Bild: Mit weiß-rotem Schal am Fenster an der Victors Avenue in Minsk
Tatjana Gorelschik aus Minsk hat während der Coronapandemie ihr kleines
Privatunternehmen verloren. Jetzt arbeitet sie nicht. Als sie nach der Wahl
das inoffizielle Symbol des Minsker Stadtteils Gruschewki auf weiß-rotem
Stoff sah, war sie sofort begeistert. Innerhalb von 14 Stunden dachte sie
sich 14 Embleme aus.
Dabei ist sie selbst gar keine Designerin. Die Arbeiten verbreiteten sich
sofort im Internet und wurden zu Symbolen der Einwohner, die sich gegen die
Staatsmacht zusammen geschlossen hatten. Die Nachbarn wählten ihre
Favoriten aus, verteilten sie in ihren sozialen Netzwerken oder den
Hinterhöfen ihrer Wohnblocks. Das ist Tatjanas freiwilliger Beitrag zum
Aufbau eines neuen Belarus.
Viele Embleme hätten einen scherzhaften Charakter, sagt Tatjana. Wie zum
Beispiel Schdun, als Symbol für Erwartungen. Oder harte Brotwürfel, die die
Zähne kaputt machten. Doch von einem Emblem habe sie geträumt: Ein Mensch
mit durchschossenem Herzen – Alexander Taraikowski, das erste Todesopfer
der Proteste in Belarus.
Tatjana bekommt aus der ganzen Welt Vorschläge. Dem Flashmob haben sich
mittlerweile auch professionelle Künstler angeschlossen.
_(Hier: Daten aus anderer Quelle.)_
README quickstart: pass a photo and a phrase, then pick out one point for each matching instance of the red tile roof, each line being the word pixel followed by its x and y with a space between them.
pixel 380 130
„Ich habe die Geschichte der Region studiert und daraus beziehen die
Embleme ihren Sinn. Mir schreiben Leute aus Dänemark, Österreich, New-York
und Krakau. Sie wollen zeigen, dass sie mit dem belarussischen Volk vereint
sind. Ihnen ist es wichtig, dass auch ihr Land vor dem Hintergrund der
weiß-rotem Symbolik zu erkennen ist“, sagt sie.
Und weiter: „Mein Mann und meine Familie unterstützen mich. Sie sind stolz
auf mich, machen sich aber auch Sorgen. Die Belarussen freut es, wenn ich
immer mal [1][die weiß-rote Fahne] raus hänge. Das vereint uns alle.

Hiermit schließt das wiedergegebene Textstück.